Many states have clear pathways to require treatment of patients currently being charged with nonviolent crimes awaiting trial. For example, a criminal detainee in Washington state who has been deemed unable to stand trial and refuses medications, or inadequately takes medication for a week or more, may be required to take medication under the Sell Hearing5. The need to require medication for a civilian patient is much harder to distinguish between the states. A Riese Hearing, or Capacity Hearing, is required for civilian psychiatric patients on an involuntary hold deemed to no longer have capacity to refuse medication in California. The Riese hearing removes the patient’s right to refuse medication for the duration of that legal hold (i.e. 14 days for a 5250) but does require an additional court date and hearing for any subsequent holds to extend the use of medications when refused6.
In addition to variances in legality for length of stay and treatment, there are differences in the duty to warn. The Tarasoff rule, or duty to warn, may be required when an identifiable victim in immediate harm6. For example, a patient stating they will kill their ex-neighbor with a gun, when they do not know where they live nor have access to a gun does not require a duty to warn. However, the opposite would be true if they did know the person’s whereabouts and had access to a firearm. The American Psychological Association recommends not only knowing what the recommendation is of the state you practice but also of recent court cases, and this is often seen as a controversial rule as it breaks the confidentiality of the patient and therapist7.
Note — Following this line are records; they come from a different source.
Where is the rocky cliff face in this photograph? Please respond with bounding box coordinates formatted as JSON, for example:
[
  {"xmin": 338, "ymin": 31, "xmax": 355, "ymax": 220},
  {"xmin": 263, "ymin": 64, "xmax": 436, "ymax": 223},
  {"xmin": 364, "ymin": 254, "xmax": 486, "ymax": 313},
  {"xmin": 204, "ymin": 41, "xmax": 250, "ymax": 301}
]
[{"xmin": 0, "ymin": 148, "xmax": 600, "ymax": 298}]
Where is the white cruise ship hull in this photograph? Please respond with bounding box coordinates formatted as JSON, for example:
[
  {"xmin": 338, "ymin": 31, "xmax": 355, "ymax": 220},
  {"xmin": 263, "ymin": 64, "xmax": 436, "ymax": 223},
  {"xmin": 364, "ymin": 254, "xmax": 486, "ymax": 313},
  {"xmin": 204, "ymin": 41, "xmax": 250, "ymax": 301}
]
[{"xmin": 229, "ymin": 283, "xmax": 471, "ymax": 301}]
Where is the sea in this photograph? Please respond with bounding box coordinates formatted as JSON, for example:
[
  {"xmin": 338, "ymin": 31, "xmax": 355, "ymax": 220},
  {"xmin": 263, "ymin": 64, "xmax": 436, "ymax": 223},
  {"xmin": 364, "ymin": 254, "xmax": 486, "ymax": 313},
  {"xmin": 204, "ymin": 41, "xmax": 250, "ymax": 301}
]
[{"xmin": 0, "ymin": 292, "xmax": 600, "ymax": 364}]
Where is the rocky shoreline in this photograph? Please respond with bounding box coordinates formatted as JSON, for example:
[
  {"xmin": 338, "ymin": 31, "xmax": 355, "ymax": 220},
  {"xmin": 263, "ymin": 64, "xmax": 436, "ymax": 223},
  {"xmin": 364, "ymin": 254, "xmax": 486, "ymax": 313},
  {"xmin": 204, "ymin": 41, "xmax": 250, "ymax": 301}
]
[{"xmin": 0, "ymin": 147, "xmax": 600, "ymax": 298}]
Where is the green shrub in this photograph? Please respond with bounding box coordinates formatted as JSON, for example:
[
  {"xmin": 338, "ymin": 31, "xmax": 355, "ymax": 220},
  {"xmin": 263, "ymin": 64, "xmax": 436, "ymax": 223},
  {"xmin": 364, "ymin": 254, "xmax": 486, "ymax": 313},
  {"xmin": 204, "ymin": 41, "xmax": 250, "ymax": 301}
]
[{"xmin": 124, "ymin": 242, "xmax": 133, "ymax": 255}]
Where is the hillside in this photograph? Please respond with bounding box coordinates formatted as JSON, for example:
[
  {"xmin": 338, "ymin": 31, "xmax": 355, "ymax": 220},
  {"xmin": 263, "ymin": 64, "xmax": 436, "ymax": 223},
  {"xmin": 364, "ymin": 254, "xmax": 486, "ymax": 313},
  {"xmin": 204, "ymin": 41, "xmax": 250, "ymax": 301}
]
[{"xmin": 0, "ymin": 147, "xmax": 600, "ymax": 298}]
Each of these legal nuances can play a role in your treatment recommendations and goals for the patient. A shorter length of inpatient treatment stay may require the introduction of a long-acting injectable earlier in a patient’s stay than someone staying for a prolonged period. For those medications which have been court approved for a patient unable to refuse medications during a specific hold, it is crucial to ensure that no medication is approved nor dispensed once that hold has expired. Ensuring proper medication forms are available is key for those patients approved by the courts, which only becomes harder during ongoing drug shortages.
So where do you start to learn the “law of the land”? If you have a medical residency program for psychiatry, reach out to their Graduate Medical Education GME office to determine if you can sit in on the first-year residents’ review of these topics. Additionally, get to know your senior attendings, as well as the social worker(s), you will be working with. They have a plethora of knowledge to share and can often tell you about unique experiences in which they learned about laws in other areas that were even unknown to them. Take the time to review any documents your county puts out about patient rights, and when possible, review any changes to case law. All these resources will allow for a greater understanding of legal requirements in your county and state.